A native god image from Mangareva Island, presented to Pope Gregory XVI in 1837, is labelled as obtained by "the first Catholic missionary on the island representing the far reaches of the Sacred Congregation de Propaganda Fide" (charged with the spread of Catholicism and the regulation of ecclesiastical affairs in non-Catholic countries.
A wooden figure of a divinity standing with its arms upraised is carved with adornments including a headdress, a neck ornament, and armbands. Peruvian missionary Father Francisco Romero presented the figure along with two masks and two zoomorphic supports to Pope Innocent XII in 1692.

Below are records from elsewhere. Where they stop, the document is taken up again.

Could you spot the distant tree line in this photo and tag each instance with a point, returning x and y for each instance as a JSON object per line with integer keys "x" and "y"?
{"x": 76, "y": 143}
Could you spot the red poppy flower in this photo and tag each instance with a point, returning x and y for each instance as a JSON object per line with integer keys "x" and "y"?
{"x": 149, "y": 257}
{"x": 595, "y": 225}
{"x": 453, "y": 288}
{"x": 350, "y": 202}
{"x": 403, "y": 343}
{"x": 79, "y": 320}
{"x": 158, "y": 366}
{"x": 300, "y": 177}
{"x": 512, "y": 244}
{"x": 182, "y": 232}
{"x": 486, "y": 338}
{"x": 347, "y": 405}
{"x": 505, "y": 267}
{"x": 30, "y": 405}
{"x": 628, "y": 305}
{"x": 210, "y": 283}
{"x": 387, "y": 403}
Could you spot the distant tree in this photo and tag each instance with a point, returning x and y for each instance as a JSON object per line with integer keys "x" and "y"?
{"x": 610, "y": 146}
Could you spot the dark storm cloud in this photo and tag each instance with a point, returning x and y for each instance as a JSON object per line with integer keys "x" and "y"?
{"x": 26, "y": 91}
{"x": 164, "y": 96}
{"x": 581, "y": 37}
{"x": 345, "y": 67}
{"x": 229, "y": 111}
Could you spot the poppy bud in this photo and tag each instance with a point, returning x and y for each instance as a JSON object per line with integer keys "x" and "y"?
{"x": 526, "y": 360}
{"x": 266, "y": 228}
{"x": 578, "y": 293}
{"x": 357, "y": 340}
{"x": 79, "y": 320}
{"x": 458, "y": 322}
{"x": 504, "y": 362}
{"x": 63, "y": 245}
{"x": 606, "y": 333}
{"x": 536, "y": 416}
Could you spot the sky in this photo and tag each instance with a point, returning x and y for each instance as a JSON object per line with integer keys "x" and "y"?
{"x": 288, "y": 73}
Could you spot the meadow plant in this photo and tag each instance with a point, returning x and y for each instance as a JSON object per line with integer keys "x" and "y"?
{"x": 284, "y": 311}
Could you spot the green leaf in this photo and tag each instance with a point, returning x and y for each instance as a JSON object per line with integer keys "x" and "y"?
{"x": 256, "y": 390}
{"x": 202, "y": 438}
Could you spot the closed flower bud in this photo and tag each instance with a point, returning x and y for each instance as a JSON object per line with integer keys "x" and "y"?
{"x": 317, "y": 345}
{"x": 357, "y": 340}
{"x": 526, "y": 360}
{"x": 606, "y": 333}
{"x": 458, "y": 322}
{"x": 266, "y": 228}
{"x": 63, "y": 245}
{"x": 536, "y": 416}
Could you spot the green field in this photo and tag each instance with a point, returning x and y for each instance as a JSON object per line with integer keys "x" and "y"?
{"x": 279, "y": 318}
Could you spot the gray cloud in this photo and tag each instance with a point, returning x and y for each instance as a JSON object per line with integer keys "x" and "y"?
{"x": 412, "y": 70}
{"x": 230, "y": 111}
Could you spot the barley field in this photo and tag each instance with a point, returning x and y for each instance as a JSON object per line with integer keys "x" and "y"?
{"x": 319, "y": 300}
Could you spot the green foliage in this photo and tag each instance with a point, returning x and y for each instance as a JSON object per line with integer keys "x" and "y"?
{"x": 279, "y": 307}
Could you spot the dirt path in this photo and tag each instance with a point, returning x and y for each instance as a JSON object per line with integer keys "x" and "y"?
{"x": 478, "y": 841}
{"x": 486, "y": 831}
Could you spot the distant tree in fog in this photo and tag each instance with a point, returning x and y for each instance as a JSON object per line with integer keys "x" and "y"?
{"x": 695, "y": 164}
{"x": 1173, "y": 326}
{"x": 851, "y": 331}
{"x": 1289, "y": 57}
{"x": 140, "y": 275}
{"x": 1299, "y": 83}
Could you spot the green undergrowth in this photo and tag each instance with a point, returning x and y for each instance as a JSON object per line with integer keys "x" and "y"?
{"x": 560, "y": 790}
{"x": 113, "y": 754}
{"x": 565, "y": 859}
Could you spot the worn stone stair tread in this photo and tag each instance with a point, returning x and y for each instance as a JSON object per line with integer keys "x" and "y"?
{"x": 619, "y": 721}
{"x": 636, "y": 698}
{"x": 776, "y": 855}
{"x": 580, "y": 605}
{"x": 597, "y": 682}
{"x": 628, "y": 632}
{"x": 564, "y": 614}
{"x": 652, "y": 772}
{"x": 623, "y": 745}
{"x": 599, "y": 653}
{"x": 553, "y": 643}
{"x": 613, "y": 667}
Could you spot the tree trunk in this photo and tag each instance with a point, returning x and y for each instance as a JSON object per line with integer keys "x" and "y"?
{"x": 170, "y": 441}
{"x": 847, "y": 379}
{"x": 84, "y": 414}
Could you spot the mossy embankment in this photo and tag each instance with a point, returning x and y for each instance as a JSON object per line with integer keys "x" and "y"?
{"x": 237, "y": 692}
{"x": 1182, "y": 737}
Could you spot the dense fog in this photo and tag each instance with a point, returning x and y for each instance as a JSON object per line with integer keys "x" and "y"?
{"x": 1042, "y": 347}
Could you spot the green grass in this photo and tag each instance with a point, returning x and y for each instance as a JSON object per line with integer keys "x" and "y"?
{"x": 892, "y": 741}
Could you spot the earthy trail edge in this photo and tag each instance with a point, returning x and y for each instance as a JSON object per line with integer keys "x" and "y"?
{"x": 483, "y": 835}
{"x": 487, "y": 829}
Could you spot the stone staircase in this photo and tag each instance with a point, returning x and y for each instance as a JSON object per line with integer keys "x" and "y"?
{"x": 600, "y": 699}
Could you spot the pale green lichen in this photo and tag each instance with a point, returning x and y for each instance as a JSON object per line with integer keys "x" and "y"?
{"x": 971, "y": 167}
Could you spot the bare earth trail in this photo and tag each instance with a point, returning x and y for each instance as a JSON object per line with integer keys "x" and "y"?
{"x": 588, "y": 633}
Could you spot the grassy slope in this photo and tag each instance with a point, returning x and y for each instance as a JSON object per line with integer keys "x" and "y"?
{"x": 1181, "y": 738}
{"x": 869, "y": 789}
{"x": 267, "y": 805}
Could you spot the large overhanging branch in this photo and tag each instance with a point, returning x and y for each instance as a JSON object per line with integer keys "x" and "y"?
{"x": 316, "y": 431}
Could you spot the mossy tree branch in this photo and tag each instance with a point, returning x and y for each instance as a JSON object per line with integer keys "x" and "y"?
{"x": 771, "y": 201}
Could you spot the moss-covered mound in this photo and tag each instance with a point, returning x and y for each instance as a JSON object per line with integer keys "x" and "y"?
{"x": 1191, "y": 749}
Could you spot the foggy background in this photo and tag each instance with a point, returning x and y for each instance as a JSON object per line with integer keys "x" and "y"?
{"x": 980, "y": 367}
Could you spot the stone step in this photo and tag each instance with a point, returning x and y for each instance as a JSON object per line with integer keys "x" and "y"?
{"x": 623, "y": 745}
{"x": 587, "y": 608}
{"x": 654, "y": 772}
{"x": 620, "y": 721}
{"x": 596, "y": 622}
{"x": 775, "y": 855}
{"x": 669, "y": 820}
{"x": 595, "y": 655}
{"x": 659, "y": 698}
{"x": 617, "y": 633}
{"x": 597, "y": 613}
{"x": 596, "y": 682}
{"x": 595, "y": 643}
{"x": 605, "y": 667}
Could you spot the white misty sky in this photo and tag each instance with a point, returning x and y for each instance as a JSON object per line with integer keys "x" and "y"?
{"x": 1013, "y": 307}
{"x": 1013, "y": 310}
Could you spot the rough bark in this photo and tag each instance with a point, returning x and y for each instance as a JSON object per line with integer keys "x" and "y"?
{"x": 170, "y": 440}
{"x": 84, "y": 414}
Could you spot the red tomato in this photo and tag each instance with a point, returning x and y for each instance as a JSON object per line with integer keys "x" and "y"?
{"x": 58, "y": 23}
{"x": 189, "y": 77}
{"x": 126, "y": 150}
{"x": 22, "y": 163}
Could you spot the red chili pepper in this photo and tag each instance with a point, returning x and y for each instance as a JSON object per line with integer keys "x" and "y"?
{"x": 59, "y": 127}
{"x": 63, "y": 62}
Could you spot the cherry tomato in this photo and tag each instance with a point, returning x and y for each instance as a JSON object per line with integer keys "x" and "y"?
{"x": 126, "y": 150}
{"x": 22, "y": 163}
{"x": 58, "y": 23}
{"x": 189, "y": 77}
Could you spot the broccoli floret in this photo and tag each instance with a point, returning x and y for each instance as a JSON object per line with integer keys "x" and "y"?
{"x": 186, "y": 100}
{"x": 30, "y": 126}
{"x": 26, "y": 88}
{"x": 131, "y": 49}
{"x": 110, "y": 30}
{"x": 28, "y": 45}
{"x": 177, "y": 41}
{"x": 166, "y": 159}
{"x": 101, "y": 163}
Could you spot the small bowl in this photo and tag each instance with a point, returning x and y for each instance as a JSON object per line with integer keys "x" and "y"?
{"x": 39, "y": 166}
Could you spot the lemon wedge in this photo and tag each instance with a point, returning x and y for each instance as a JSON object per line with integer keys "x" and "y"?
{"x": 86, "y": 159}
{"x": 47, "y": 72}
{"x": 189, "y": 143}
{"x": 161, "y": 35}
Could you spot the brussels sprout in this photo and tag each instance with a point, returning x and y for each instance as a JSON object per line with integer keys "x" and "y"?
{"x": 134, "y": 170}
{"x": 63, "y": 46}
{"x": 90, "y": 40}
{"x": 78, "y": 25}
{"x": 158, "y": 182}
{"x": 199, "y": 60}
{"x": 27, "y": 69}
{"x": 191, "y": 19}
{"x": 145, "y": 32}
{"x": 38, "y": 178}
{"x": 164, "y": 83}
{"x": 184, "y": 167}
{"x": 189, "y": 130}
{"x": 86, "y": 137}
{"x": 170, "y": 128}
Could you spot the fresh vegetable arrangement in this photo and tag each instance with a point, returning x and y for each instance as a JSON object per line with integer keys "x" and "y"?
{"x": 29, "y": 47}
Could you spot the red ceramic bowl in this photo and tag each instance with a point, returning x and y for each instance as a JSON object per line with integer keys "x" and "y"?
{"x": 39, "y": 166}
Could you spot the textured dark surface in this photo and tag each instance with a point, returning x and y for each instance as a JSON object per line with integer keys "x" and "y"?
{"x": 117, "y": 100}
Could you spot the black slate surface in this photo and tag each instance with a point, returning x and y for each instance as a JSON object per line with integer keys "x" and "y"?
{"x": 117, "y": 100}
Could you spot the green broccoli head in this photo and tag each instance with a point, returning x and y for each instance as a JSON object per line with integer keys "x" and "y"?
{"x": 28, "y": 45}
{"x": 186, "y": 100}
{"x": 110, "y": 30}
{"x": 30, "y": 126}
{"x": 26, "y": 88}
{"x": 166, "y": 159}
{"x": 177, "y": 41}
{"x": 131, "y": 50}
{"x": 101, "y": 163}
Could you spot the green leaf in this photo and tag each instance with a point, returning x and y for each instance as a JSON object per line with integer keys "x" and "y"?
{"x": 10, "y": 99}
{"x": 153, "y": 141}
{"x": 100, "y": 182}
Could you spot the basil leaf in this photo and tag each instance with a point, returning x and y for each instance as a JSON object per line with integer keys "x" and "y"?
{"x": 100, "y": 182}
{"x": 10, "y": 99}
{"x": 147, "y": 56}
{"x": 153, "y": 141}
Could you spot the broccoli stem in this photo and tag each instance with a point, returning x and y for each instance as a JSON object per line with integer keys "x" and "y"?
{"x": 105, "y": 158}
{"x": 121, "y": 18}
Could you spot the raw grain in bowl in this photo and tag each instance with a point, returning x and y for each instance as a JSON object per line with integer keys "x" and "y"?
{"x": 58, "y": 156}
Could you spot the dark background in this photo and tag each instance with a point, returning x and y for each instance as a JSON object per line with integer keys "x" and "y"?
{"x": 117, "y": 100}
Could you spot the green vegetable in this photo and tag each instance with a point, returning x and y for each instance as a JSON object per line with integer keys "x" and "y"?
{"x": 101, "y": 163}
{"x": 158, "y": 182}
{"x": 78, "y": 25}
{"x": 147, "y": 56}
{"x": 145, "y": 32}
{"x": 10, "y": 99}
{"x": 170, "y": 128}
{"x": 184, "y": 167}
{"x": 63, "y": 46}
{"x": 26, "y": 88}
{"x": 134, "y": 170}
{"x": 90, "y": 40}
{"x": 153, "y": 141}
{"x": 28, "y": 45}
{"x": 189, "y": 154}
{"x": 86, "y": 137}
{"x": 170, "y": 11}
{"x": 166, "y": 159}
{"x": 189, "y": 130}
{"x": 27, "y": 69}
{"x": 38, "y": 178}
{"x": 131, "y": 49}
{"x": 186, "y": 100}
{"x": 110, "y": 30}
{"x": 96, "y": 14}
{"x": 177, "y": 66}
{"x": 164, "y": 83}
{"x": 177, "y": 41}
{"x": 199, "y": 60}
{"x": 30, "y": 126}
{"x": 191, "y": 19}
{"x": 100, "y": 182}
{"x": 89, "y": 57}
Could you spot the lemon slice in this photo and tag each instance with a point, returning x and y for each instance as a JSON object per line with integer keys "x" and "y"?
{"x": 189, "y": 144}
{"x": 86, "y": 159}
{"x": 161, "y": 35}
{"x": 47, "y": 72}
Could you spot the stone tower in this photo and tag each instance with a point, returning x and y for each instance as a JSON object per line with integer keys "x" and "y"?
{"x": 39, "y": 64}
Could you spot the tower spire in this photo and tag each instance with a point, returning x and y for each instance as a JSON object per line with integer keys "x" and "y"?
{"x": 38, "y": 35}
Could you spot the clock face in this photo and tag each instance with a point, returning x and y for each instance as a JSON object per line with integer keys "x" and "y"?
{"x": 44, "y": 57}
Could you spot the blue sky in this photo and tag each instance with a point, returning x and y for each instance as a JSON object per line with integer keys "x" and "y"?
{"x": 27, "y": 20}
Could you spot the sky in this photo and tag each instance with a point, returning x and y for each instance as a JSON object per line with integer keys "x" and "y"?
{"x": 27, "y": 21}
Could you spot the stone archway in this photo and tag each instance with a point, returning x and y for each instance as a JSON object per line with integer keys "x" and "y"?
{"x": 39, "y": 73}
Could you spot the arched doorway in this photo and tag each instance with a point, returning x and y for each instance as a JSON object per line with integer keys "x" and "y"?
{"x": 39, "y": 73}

These were among the founding objects of the Vatican’s ethnological collections and became part of the collection of Cardinal Stefano Borgia (1731–1804). In 1693 Father Romero published "Llanto sagrado de la América meridional," a book that detailed his destruction of sacred spaces of the "Aruacos Nation Indians who live in the mountains of Santa Martha" in present-day Colombia.
One among the Vatican's numerous art collections, the Ethnological Museum today is home to more than 80,000 artistic achievements of indigenous cultures from Asia, Oceania, Africa, and the Americas. Since 2009, works from the collection have been reconnected with their places of origin and descendant communities for the purposes of contemporary interpretation.
The show's purpose is "to illuminate diverse religious beliefs and practices through works that function as materializations of spirituality and embodied images, demonstrating the influence of spirituality on artistic practice."
De Young has been intensively cultivating display and interpretation of objects from Africa, Oceania, and the Americas - more than half of the museum’s gallery space is dedicated to these arts. "Objects of Belief" is located in the Upper Gallery's New Guinea-Africa-Oceania section.